When he was ready to leave, he knelt on the edge of the bed and kissed the beautiful redhead lightly on the forehead.
“Good night, lady lawyer,” he said softly.
She opened her large eyes. In the dark room, glints of moonlight reflected from them. “You’re leaving?” she said.
“It’s either that or come back to bed with my suit on, and I hate getting wrinkled.”
“Be quiet going out,” she said. “You’ll ruin my reputation if anybody sees you.”
“I was planning on whistling the March from
Aïda
down your halls.”
“Hold it till next time. We’ll do it together.”
She reached her arms up for him and brought him down and this time he kissed her a long kiss before walking quickly to the door of the bedroom. She stopped him by calling his name.
“Trace?”
“Yes.”
“You believe in love at first sight?” she asked.
“Maybe a little bit,” he said. “Maybe now.”
“Me too,” she said. “I feel something good about you.”
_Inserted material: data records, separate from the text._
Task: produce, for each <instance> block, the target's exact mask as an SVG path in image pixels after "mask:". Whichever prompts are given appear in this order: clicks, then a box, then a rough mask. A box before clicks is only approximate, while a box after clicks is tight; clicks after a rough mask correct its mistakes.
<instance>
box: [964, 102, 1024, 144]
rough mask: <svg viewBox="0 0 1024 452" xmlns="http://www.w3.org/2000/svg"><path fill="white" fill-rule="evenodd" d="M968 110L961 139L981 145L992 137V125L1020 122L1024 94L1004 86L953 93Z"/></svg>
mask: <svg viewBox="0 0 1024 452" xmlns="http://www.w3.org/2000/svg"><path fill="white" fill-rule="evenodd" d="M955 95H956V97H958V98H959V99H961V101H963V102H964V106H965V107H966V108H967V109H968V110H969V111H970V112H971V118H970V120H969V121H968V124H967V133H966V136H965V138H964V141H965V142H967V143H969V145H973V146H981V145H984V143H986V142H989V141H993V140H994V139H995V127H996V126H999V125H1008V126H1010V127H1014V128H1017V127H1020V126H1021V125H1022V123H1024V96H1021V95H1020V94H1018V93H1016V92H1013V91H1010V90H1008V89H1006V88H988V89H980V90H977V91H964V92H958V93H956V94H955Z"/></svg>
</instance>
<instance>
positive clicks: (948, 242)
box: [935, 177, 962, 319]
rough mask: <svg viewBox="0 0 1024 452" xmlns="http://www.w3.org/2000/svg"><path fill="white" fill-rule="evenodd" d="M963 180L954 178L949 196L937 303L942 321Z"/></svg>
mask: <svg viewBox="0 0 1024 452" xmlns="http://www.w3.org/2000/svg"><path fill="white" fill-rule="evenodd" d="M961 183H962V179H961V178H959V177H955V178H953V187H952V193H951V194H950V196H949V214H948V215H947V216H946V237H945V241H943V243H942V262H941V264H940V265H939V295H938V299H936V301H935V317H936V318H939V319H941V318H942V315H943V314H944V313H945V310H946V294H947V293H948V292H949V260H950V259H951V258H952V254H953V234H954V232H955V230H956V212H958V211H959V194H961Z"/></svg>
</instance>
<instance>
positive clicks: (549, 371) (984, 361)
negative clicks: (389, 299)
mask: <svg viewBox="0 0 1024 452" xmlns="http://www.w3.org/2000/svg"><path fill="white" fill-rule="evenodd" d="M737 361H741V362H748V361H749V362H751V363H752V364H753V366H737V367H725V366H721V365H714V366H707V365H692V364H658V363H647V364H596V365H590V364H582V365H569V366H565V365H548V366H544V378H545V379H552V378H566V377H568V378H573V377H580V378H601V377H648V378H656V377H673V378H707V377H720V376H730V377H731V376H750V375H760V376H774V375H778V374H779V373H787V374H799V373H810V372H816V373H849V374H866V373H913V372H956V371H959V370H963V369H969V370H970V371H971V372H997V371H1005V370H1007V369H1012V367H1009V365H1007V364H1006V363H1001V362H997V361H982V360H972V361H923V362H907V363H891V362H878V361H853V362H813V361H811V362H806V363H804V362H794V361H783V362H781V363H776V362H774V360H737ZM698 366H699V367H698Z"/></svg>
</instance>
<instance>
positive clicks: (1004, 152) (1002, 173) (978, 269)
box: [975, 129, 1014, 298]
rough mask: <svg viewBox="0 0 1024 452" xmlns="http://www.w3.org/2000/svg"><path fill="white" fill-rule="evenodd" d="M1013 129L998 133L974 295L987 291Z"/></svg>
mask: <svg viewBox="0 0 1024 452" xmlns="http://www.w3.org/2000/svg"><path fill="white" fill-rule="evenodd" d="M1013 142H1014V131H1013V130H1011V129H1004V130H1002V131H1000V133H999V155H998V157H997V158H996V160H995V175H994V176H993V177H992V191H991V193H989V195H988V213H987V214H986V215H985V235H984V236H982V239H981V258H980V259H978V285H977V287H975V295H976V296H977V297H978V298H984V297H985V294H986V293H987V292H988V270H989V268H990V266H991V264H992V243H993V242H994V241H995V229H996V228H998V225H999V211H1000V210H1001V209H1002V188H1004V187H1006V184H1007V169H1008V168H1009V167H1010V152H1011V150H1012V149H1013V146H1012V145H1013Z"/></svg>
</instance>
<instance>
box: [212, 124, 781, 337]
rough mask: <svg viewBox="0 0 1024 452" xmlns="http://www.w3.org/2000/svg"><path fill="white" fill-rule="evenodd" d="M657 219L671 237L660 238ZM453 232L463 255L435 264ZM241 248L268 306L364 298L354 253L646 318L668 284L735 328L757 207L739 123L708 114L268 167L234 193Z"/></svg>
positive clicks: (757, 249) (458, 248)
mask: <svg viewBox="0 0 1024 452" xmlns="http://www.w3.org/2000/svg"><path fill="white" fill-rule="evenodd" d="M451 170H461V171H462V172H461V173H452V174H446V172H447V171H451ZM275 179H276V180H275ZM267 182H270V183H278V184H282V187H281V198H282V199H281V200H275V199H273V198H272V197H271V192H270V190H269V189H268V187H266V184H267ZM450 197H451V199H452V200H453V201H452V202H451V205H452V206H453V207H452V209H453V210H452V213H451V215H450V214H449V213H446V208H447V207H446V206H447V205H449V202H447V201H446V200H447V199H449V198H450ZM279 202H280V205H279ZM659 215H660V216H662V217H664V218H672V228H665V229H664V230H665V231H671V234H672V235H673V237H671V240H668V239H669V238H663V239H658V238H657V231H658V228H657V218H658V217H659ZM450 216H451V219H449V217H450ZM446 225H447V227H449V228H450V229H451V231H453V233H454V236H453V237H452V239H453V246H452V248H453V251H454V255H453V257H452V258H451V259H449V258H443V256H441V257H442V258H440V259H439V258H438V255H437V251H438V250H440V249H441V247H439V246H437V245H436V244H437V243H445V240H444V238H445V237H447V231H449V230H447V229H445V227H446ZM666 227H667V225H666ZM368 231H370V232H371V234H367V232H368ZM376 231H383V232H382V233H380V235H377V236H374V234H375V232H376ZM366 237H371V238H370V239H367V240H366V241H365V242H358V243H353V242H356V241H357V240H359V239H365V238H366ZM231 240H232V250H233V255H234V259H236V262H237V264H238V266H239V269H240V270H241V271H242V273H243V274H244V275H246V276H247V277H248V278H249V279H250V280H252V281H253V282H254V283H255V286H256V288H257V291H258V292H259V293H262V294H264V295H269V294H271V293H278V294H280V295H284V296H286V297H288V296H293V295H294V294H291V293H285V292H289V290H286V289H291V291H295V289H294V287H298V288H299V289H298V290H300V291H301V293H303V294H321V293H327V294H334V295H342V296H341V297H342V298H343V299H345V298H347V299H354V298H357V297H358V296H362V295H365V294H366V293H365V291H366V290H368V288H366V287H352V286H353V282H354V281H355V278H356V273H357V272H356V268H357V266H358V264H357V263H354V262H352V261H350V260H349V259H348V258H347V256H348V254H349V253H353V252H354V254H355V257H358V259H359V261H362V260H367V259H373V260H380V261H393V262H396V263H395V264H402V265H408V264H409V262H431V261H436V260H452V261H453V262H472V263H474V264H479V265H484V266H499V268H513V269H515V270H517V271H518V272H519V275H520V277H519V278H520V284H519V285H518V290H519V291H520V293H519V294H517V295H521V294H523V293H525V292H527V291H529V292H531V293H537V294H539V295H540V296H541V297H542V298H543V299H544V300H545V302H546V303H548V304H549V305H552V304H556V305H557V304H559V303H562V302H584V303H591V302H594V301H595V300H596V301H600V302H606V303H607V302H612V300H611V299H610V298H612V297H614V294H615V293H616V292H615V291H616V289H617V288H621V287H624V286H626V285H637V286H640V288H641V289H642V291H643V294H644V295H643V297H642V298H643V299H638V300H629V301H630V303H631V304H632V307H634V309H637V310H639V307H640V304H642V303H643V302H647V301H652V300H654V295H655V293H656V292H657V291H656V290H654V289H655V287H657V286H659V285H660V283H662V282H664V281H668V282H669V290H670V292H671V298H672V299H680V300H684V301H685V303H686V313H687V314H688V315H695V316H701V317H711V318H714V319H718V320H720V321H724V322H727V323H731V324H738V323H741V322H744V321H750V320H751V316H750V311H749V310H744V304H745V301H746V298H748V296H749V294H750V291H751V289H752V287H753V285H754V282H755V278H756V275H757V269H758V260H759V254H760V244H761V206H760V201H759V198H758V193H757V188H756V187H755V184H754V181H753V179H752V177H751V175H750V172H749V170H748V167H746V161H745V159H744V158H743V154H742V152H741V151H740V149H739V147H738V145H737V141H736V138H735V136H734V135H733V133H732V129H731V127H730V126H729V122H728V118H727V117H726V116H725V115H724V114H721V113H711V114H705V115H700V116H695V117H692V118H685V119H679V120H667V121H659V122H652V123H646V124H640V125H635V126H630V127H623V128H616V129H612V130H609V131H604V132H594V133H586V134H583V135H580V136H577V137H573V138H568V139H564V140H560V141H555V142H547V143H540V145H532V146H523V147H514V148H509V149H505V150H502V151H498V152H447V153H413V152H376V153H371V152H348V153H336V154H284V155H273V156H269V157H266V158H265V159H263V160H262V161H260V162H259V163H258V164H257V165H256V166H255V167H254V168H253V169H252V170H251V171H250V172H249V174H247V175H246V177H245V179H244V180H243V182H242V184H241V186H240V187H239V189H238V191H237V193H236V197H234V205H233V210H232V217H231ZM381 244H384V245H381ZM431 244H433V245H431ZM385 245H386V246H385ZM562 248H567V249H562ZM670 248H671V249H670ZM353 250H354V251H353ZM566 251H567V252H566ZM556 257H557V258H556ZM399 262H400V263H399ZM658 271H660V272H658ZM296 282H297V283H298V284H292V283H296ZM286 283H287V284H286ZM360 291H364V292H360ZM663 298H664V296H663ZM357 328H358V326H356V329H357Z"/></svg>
“I know,” he said, and let himself out. In the hallway, he made sure the door to her apartment locked tightly behind him, and then he walked down the two flights of stairs to the ground floor.
He lit a cigarette outside the building and looked up at the sky. It reminded him of the night sky in Las Vegas, not when looking from the Strip or Downtown: there was so much other light around that one could hardly see the sky. But from the outskirts of the town, where the city drifted away into just sand and open desert, where the roads were unmarked and unlit, the sky hung over the earth like a twinkling ceiling. It was the kind of night that made Trace wish he owned a telescope, even though he had owned one once as a child and had never been able to see much of anything through it, except a woman in a building two blocks away who liked to undress in front of her window.
His father had caught him on the roof one night, peeping-tomming at the woman. He was still in his police uniform, but he was off-duty with a beer can in his hand.
“What are you doing?” Sarge had said.
“Just looking around,” twelve-year-old Devlin had said nervously, but before he could move the telescope, his father had said, “Let me see,” and Police Sgt. Patrick Tracy had looked through the eyepiece and Trace had felt himself shrinking away as his father kept looking and going “Unhuhhh, uhuhhh” softly under his breath. Then he had stood up from the telescope.